Yesterday we saw that Data Execution Prevention W⊕X is one of the widely deployed defenses against code corruption attacks. Today’s paper teaches us why that defense isn’t as useful as it first appears!
We present new techniques that allow a return-into-libc attack to be mounted on x86 executables that is every bit as powerful as code injection. We thus demonstrate that the widely deployed “W⊕X” defense, which rules out code injection but allows return-into-libc attacks, is much less useful than previously thought. Attacks using our technique call no functions whatsoever. In fact, the use instruction sequences from libc that weren’t placed there by the assembler. This makes our attack resilient to defenses that remove certain functions from libc or change the assembler’s code generation choices.

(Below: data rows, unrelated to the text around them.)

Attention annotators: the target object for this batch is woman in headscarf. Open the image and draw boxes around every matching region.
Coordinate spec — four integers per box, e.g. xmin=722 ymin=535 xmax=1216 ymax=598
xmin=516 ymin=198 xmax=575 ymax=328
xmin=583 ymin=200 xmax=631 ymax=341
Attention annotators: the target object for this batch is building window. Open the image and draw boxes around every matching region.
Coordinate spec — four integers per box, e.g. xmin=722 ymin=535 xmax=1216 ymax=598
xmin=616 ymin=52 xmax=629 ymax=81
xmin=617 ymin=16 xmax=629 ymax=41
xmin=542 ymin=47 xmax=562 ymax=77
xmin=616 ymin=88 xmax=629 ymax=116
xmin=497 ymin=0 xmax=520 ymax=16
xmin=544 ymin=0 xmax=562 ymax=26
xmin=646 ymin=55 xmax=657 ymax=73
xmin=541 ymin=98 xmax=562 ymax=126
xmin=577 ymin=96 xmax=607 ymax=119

We’re concerned with the stage in crafting an attack where an attacker has managed to subvert the control-flow of the program, and now must send it somewhere so that it will perform the actions of his or her choice with its credentials. Once W⊕X protection was introduced, attackers had to repurpose existing code for this.
Since the standard C library, libc, is loaded in nearly every Unix program, and since it contains routines of the sort that are useful for an attacker (e.g., wrappers for system calls), it is libc that is the usual target, and such attacks are therefore known as return-into-libc attacks. But in principle any available code, either from the program’s text segment or from a library it links to, could be used.
Return-into-libc was considered to be a more limited attack than code injection for two reasons:
(1) in a return-into-libc attack, the attacker can call one libc function after another, but this still allows him to execute only straight-line code, as opposed to the branching and other arbitrary behavior available to him with code injection; (2) the attacker can invoke only those functions available to him in the program’s text segment and loaded libraries, so by removing certain functions from libc it might be possible to restrict his capabilities.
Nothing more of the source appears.